Silodosin primarily acts as an alpha-1A adrenergic receptor blocker, reducing urethral resistance and relaxing the detrusor muscle, which may contribute to the reduction in PVR by facilitating complete bladder emptying [
8]. Solifenacin is a muscarinic receptor antagonist that decreases the frequency of bladder contractions, thereby improving storage symptoms [
3]. The combination of these 2 drugs creates a synergistic effect, where silodosin enhances voiding efficiency by reducing outflow resistance, while solifenacin prevents premature contractions, allowing a more thorough voiding process. This hypothesis suggests that the reduction in PVR observed with combination therapy is not merely the additive effect of the 2 drugs working independently, but rather a result of their complementary actions on different aspects of bladder function. To substantiate this hypothesis, further research is required to elucidate the exact physiological mechanism. Experimental studies involving real-time observation of bladder and urethral muscle responses or the use of animal models could provide deeper insights into how silodosin and solifenacin interact at the molecular and systemic levels to influence bladder function.

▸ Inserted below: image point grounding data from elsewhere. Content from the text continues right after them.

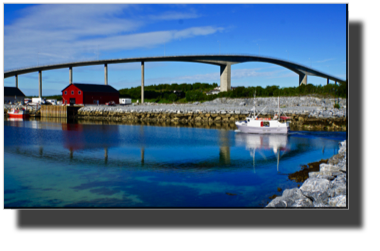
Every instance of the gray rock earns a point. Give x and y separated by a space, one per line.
316 190
339 201
291 198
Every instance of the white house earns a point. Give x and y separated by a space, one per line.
13 95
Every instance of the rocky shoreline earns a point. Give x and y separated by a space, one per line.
308 113
324 188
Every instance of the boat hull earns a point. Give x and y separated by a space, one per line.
262 130
18 116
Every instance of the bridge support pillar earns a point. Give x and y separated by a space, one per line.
302 79
40 84
105 74
225 78
142 82
70 75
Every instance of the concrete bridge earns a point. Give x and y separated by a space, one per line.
223 61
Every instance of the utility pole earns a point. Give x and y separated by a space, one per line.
259 49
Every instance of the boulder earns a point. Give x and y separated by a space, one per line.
338 201
291 198
316 190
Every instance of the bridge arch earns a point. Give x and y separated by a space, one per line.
224 61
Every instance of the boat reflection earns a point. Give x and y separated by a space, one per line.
258 142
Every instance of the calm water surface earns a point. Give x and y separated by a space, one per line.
87 165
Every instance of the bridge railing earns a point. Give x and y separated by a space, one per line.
164 56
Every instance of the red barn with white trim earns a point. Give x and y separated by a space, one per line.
89 94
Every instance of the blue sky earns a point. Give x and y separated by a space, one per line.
39 34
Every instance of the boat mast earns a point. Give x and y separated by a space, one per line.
254 105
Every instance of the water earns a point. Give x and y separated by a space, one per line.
86 165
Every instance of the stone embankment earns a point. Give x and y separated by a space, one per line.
325 188
305 112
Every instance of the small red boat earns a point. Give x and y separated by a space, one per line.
19 113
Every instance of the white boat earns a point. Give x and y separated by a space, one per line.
18 113
254 124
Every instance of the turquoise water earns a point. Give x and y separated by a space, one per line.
86 165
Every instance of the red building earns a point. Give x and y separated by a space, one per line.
89 94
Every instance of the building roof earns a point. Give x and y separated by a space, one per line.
13 91
93 88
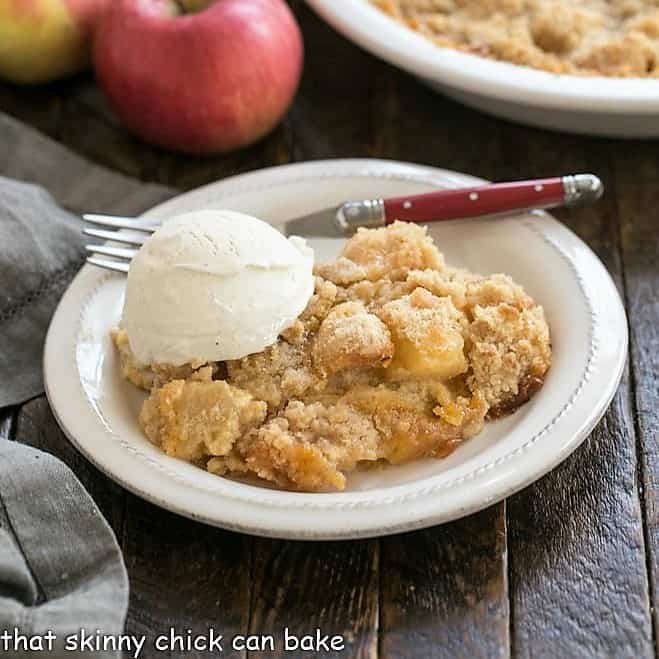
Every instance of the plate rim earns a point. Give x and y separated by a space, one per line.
384 37
338 169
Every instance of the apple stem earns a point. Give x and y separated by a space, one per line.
179 6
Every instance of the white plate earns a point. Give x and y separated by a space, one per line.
614 107
98 410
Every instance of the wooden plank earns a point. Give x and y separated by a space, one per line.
37 427
75 113
578 579
444 590
184 576
640 250
330 586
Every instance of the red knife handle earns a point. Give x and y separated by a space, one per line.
479 200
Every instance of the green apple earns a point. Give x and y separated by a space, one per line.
41 40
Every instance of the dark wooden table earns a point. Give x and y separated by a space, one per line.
566 568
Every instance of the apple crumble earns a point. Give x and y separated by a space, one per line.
397 356
592 37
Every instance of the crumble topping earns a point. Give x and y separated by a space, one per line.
617 38
396 357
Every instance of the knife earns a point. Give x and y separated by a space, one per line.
451 204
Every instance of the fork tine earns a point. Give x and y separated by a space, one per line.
117 222
116 252
117 266
114 236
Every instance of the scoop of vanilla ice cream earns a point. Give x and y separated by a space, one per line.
214 285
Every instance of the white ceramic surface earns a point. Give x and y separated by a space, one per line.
613 107
98 410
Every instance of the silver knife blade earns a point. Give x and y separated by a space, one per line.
319 224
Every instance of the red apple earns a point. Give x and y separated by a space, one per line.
203 82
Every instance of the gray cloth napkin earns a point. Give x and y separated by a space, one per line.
61 569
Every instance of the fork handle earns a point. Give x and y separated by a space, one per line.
471 202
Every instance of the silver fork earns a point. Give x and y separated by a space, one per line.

Our study had several limitations that must be considered when interpreting the results. As a retrospective study, it is inherently subject to selection bias and confounding variables that may not have been accounted for. This design limits our ability to establish causality between the combination therapy and observed clinical outcomes. Additionally, the study relied on medical records, which may have inconsistencies or missing data, potentially affecting the accuracy of our findings. The relatively short follow-up period (12 weeks) may not capture the long-term efficacy and safety of the combination therapy. Furthermore, patient adherence to the medication regimen was not monitored, which may have influenced the outcomes. Finally, although we observed significant improvements in symptoms and QoL, these findings may not be generalizable to all populations as the study was conducted at a single institution with a specific demographic profile. Exploring the application of combination therapy with silodosin and solifenacin to specific patient groups, such as older patients or those with various underlying conditions, would be helpful. Future prospective randomized controlled trials with longer follow-up periods are necessary to confirm our findings and provide more robust evidence for the use of combination therapy to manage OAB symptoms in women.
Combination therapy with silodosin and solifenacin significantly improved OAB symptoms and enhanced QoL in females, demonstrating superior outcomes in reducing PVR volume compared to solifenacin monotherapy. These results suggest that adding an alpha-blocker to antimuscarinic therapy can contribute not only to symptom improvement but also to the overall enhancement of QoL for patients.